What Orwell feared were those who would ban books. What Huxley feared was that there would be no reason to ban a book, for there would be no one who wanted to read one. Orwell feared those who would deprive us of information. Huxley feared those who would give us so much that we would be reduced to passivity and egoism. Orwell feared that the truth would be concealed from us. Huxley feared the truth would be drowned in a sea of irrelevance. Orwell feared we would become a captive culture. Huxley feared we would become a trivial culture, preoccupied with some equivalent of the feelies, the orgy porgy, and the centrifugal bumblepuppy. As Huxley remarked in Brave New World Revisited, the civil libertarians and rationalists who are ever on the alert to oppose tyranny “failed to take into account man’s almost infinite appetite for distractions”. In 1984, Huxley added, people are controlled by inflicting pain. In Brave New World, they are controlled by inflicting pleasure. In short, Orwell feared that what we hate will ruin us. Huxley feared that what we love will ruin us.

This book is about the possibility that Huxley, not Orwell, was right.

That’s it, I’m afraid. We are spiritually confused by this abundance of — not so much wealth, but — comfort. We think we have something to worry about, because we don’t know what worry really is; we don’t put down our cell phones long enough to think about it. We just installed a man into the most powerful office the world has ever known — a guy who hasn’t really done anything. Maybe he’ll succeed in what we want him to do. But if so, there’s no way to measure it. There’s no way to define what exactly we wanted him to do. In short, there’s no way to qualify this as a decent decision, even if you happen to like what we did.

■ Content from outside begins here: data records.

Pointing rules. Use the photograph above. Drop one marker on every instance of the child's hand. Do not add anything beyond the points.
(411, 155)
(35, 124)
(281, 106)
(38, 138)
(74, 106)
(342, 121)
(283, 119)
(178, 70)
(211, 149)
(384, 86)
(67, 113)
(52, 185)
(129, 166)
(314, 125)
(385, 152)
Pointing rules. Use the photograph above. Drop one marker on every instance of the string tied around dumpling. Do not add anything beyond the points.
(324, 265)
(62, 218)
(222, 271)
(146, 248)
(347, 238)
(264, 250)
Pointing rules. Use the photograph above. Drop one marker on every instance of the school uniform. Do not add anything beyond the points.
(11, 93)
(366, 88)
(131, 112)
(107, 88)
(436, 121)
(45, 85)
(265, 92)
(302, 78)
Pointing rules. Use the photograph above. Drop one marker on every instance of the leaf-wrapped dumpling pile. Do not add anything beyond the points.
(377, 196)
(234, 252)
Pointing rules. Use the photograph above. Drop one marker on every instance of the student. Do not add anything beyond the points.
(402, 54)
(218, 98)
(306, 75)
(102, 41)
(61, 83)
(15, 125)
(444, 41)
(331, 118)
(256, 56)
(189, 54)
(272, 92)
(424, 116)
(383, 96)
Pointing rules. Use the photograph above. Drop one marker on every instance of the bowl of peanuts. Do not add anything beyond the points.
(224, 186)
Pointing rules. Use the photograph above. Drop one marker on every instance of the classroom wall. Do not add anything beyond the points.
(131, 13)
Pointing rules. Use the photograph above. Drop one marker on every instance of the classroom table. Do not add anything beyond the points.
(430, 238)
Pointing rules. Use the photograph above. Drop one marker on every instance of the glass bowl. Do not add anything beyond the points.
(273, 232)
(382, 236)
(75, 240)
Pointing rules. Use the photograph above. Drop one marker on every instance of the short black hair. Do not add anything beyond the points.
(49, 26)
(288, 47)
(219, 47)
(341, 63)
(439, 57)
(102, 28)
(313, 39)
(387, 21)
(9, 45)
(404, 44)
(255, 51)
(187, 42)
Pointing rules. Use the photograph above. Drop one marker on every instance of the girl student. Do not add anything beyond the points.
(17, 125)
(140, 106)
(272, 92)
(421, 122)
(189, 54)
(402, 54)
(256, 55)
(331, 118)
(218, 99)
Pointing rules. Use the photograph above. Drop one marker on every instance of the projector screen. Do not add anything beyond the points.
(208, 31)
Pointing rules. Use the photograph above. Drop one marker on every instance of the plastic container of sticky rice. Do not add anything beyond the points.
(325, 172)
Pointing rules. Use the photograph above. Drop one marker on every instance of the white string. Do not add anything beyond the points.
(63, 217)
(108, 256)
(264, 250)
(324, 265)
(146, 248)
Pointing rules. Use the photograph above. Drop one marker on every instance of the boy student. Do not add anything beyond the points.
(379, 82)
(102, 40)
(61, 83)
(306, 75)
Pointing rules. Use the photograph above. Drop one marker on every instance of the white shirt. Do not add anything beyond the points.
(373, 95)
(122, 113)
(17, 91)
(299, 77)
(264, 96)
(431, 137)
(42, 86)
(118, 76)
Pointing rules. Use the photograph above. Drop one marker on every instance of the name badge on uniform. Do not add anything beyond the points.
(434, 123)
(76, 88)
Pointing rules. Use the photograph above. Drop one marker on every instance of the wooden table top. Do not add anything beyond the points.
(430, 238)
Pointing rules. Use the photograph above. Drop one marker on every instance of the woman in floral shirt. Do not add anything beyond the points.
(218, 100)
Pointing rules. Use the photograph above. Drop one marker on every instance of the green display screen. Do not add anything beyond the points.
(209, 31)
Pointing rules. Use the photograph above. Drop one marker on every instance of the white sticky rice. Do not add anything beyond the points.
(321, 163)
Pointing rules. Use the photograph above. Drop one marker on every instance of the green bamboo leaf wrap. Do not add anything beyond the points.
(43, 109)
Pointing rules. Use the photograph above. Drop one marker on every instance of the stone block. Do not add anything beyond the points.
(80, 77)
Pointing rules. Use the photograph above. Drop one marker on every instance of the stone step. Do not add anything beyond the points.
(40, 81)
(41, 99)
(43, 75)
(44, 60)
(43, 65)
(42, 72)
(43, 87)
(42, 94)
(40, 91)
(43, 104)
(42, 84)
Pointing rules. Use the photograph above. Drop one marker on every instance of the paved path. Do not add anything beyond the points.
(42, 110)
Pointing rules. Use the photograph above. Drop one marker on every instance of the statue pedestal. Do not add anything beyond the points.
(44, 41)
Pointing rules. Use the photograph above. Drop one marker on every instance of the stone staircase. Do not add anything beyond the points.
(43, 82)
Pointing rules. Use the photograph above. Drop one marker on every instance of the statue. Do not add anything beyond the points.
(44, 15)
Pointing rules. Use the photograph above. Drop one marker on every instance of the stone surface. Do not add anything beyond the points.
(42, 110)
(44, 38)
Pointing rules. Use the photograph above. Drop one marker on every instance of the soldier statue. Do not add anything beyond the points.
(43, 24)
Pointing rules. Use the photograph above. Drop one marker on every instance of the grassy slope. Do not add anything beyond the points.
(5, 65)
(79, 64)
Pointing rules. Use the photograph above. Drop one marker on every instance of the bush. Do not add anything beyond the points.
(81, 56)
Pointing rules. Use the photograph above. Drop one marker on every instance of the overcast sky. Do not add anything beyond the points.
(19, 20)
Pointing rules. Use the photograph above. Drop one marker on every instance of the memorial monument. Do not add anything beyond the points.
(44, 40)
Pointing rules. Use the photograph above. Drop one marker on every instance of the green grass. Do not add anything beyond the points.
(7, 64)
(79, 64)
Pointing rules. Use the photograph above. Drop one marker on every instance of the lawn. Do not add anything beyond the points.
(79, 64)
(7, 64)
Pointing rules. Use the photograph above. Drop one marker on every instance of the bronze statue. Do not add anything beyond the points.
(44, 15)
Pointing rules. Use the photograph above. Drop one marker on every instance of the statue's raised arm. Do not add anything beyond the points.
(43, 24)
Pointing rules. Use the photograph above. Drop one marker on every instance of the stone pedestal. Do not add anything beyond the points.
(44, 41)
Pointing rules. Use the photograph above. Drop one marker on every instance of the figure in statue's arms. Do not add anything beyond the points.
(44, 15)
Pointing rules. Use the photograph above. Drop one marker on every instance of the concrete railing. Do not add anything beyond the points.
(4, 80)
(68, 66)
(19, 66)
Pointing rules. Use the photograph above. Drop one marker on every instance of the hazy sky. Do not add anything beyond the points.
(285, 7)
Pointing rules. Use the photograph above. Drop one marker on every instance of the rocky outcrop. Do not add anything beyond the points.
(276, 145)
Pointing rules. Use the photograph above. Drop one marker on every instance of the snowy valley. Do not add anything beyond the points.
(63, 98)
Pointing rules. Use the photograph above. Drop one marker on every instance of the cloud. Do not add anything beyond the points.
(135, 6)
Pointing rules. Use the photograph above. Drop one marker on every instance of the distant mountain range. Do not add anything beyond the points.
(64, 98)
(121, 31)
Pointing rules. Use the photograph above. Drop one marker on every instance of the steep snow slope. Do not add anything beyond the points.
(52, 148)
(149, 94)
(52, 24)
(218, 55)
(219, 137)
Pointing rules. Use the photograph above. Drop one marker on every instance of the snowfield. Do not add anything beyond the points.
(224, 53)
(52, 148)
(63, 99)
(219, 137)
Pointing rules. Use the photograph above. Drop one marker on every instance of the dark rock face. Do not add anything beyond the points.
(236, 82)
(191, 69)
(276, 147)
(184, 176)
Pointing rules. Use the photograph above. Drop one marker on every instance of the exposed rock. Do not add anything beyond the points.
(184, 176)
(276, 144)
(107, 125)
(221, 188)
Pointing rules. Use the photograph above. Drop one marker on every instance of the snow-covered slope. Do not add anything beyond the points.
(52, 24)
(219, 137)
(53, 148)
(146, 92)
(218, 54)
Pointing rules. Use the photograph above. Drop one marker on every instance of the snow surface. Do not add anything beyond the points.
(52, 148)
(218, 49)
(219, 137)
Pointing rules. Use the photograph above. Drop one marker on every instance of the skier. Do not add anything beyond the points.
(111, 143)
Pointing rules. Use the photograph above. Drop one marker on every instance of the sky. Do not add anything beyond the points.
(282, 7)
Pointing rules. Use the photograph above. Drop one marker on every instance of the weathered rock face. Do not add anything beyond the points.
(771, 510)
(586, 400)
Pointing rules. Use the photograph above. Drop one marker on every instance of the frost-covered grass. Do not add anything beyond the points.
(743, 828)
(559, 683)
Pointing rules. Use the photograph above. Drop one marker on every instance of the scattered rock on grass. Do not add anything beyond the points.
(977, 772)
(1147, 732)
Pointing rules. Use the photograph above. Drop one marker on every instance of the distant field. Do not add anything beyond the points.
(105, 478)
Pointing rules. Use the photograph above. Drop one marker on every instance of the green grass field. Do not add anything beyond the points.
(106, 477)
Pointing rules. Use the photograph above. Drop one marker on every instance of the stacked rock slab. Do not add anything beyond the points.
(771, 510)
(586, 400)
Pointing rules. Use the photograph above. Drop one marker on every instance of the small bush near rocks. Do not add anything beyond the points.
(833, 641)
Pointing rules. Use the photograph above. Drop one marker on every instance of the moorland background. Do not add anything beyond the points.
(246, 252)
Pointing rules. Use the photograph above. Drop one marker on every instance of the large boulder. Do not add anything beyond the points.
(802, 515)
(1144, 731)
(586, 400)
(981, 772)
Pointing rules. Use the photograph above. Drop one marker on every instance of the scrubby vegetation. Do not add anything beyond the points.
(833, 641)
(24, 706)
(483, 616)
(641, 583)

This is the case with just about everything we’re doing nowadays. I see it with the bailouts. These might be “right” things to do, but how right can they be, with no definition of success and no real plan?

We are spiritually impoverished, just as much as poor old Scrooge ever was. Spiritually impoverished from a surfeit of text-messaging, and other silly rituals of centrifugal bumblepuppy.

Update 12/26/08: Speaking of Gerard, he linked to this one with an intriguing title:

The Lonely Crowd Ver. 20.08

I like it. I’m going to find a few ways to steal that.

Also, happy birthday, blogger friend. Many more to you.